The charity, Maternity Action formed in 2008 to end inequality and improve the health and well-being of pregnant women, partners and young children from conception through to the child's early years.

Making a difference, the charity's Fifth Anniversary Impact Report, tells the story from the beginning, and celebrates achievements in areas such as challenging pregnancy discrimination, improving breastfeeding rights, and defending migrants' access to essential NHS care.

With a landmark study by the London School of Economics and Essex University concluding that sweeping changes to benefits and taxes have shifted income from the poorer half of households to most of the richer half, Maternity Action's report Valuing families? shows how cuts to maternity benefits since 2010 have removed £1.5 billion per year from the income of pregnant women and new parents.

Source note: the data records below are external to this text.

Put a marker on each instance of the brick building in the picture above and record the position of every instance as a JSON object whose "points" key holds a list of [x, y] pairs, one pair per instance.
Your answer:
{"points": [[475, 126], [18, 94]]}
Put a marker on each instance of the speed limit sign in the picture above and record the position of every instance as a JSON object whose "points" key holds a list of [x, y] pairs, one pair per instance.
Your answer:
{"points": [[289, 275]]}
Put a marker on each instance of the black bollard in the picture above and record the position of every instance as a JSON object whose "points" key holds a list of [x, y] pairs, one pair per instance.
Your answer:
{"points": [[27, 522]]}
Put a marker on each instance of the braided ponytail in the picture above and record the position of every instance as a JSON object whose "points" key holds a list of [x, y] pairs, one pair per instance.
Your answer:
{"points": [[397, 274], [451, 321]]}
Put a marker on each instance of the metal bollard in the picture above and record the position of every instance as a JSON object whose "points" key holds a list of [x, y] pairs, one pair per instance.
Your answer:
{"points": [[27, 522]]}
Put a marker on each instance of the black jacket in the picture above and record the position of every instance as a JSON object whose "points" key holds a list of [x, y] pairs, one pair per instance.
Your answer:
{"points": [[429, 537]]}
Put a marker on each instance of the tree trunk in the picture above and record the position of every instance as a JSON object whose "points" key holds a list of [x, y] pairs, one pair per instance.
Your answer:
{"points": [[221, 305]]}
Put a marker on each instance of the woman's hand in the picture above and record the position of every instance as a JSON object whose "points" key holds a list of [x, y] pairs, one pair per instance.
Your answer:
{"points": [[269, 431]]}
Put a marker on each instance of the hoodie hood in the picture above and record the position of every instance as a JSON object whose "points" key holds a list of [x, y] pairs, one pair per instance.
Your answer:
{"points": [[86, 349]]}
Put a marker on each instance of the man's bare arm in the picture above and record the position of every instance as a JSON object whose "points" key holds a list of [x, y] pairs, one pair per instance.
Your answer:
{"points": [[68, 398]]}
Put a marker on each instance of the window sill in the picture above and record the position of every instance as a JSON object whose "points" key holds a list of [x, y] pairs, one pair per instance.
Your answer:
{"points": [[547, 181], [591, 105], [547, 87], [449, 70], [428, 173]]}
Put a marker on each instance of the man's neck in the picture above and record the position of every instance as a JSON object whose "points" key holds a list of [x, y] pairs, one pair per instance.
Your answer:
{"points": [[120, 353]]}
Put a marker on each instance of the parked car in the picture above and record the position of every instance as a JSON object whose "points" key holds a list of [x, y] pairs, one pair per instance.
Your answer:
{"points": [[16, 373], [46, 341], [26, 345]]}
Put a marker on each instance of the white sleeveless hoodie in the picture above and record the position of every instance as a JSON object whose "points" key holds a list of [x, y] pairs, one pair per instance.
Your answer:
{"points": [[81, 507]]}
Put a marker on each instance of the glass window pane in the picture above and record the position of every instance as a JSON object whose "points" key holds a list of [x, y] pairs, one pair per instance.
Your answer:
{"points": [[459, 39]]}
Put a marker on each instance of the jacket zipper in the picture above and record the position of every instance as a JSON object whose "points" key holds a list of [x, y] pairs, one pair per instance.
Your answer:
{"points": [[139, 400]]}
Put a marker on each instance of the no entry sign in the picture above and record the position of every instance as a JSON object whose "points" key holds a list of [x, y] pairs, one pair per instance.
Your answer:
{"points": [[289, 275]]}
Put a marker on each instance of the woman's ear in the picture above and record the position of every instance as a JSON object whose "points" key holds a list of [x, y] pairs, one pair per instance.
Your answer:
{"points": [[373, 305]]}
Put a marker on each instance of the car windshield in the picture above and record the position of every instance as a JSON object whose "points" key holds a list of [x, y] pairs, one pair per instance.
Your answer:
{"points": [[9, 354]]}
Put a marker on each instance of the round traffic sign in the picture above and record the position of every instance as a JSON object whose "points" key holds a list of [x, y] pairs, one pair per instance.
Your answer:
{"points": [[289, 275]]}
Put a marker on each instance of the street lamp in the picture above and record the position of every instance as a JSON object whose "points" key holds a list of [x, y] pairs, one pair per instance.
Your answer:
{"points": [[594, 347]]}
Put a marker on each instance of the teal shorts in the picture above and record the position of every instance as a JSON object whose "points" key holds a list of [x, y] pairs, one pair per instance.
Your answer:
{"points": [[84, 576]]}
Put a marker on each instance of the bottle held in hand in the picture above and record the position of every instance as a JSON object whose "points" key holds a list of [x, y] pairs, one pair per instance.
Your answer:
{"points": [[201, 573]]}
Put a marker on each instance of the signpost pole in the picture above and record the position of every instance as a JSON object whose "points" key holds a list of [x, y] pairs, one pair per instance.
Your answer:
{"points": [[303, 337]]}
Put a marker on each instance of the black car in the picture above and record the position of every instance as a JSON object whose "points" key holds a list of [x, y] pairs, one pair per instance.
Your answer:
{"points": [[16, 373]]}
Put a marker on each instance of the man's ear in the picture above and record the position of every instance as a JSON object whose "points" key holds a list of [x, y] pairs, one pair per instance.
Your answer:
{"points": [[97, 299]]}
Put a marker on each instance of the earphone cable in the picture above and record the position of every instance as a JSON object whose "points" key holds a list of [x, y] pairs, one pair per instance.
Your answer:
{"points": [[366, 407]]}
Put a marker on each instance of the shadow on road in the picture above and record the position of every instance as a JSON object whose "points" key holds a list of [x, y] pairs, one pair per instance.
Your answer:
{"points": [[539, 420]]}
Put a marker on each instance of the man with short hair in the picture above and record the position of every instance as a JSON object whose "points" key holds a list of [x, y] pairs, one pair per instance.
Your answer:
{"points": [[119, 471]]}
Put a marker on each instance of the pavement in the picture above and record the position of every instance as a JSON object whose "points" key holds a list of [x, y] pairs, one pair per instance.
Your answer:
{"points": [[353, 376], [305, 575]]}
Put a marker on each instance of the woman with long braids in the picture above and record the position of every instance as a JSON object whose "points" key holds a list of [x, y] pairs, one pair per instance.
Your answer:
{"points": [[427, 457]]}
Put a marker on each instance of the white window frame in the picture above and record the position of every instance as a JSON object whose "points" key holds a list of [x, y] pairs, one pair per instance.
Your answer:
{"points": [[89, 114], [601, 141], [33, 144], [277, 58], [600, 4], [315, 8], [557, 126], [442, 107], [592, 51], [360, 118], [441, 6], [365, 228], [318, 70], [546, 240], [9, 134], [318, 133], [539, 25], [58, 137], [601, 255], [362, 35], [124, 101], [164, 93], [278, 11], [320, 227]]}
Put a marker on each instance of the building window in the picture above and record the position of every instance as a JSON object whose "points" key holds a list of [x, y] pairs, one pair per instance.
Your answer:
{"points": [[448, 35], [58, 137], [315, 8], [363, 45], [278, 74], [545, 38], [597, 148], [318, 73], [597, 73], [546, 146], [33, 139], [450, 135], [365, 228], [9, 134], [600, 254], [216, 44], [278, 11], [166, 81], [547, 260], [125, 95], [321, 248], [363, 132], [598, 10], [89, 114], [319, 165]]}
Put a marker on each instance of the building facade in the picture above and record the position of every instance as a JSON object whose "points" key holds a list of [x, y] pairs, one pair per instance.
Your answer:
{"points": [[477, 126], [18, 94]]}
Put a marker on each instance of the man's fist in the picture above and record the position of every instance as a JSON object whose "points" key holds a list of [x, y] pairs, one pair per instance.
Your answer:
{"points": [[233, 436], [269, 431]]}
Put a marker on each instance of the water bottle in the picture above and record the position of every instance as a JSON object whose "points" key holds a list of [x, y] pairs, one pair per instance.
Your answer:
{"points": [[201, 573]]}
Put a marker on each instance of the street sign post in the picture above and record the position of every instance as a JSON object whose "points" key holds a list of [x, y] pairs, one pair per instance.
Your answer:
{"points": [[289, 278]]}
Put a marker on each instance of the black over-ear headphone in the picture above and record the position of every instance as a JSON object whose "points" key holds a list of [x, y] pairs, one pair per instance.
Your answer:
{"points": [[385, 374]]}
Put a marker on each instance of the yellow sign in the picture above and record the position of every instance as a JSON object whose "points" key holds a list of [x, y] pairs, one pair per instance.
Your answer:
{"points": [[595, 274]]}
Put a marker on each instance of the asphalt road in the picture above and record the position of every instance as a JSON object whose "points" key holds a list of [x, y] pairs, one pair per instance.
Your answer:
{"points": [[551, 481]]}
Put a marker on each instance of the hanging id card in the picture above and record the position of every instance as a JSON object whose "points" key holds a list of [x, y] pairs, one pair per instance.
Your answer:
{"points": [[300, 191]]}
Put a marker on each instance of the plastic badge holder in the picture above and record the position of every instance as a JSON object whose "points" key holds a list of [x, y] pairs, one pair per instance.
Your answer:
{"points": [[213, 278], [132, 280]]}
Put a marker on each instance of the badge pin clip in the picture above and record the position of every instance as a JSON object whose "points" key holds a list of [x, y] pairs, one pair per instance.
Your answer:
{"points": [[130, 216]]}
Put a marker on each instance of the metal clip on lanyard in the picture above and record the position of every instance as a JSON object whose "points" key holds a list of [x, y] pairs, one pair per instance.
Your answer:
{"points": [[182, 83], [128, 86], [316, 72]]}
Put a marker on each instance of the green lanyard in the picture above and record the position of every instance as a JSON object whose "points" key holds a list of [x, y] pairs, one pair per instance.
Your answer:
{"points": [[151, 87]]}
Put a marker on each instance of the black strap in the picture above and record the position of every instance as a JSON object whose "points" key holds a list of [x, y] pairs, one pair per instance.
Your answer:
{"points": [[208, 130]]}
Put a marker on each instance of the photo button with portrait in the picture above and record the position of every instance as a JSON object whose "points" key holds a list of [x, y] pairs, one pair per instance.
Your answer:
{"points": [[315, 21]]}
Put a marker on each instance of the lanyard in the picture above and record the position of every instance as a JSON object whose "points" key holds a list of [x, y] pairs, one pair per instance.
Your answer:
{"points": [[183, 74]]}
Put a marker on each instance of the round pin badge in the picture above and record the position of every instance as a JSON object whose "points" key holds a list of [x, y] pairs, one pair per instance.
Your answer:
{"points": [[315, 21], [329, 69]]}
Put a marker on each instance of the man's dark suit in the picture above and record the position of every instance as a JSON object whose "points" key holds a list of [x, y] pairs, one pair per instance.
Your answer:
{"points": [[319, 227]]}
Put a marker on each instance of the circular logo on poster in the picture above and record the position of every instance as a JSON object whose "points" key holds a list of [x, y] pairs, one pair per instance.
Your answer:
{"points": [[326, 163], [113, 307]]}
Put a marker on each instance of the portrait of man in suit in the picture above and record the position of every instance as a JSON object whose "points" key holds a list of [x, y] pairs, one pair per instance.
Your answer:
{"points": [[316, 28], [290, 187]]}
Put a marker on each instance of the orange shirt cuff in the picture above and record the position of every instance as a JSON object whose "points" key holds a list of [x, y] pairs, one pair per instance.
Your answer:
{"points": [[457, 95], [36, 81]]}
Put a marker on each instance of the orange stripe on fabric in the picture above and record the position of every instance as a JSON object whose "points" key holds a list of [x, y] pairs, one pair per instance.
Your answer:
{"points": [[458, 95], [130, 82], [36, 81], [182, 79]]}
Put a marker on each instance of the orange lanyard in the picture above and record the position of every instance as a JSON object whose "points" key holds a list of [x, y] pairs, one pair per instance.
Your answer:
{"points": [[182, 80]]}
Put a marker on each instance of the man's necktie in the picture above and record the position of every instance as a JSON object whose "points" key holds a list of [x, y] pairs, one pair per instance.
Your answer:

The report concludes that this is exacerbating high rates of poverty among new families, and contributing to the growth in personal debt. Financial pressures are forcing some women to return to work from maternity leave earlier than they would like, depressing take-up of leave by fathers and partners.  This is entrenching the gender division of caring responsibilities, and slowing progress in reducing the gender pay gap.

Maternity Action's third new publication Accommodating breastfeeding upon return to work: guidance for employers is the product of a Department of Health-funded project. This sets out the business case for accommodating breastfeeding in the workplace - including fewer staff absences, and reduced staff turnover - as well as providing guidance on managing requests from staff, and the practical requirements.